The digital randomness of black-body radiation

TL;DR

This paper analyzes the fractional part of black-body radiation energy using classical probability, revealing its binary independence and connection to zero-point energy, suggesting it acts as a natural random number generator.

Contribution

It introduces a classical probabilistic analysis of the fractional energy part in black-body radiation, linking zero-point fluctuations to random number generation.

Findings

Binary variables are independent at different positions.

The distribution of the fractional part can be recovered from independence.

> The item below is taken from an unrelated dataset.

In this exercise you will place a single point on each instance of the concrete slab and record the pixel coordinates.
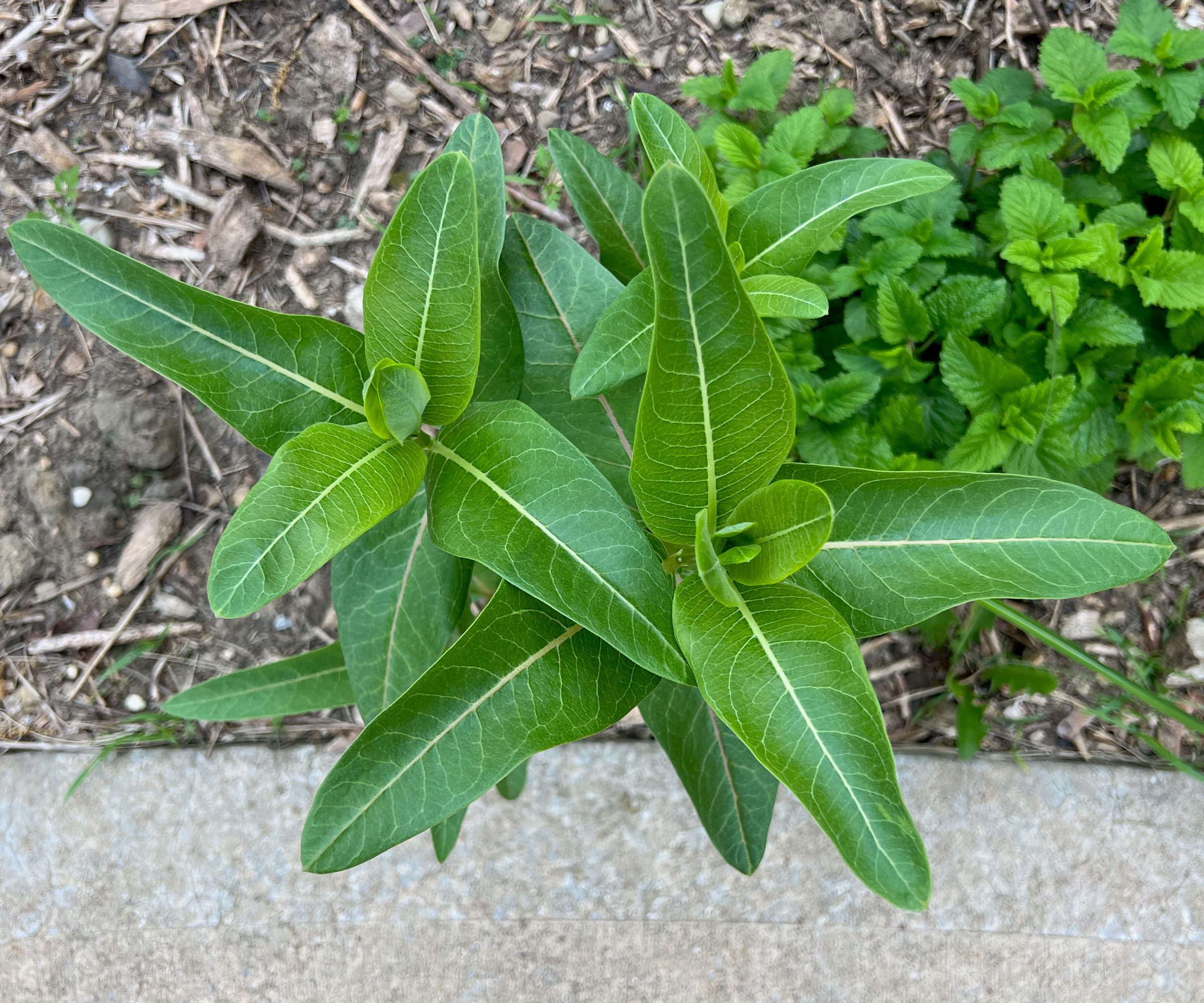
(172, 877)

Zero-point energy can be viewed as a natural random number generator.

Abstract

The statistical properties of the fractional part of the random energy of a spectral component of black-body radiation have been analysed in the frame of classical Kolmogorovian probability theory. Besides the integer part of the energy (which satisfies the well-known Planck-Bose distribution), the realizations of its fractional part (related to 'round-off errors') has been represented by binary sequences, like z = 0.001011000010.... It has been shown that the binary variables realized by the 0-s and 1-s at different positions are independent. From the condition of independence the original distribution of the fractional part z can be recovered. If these binary variables have the same distribution, then they describe a temperature-independent random energy, whose expectation value is just the zero-point energy. Thus, the zero-point fluctuation can be considered as a physical representative of an ideal random number generator.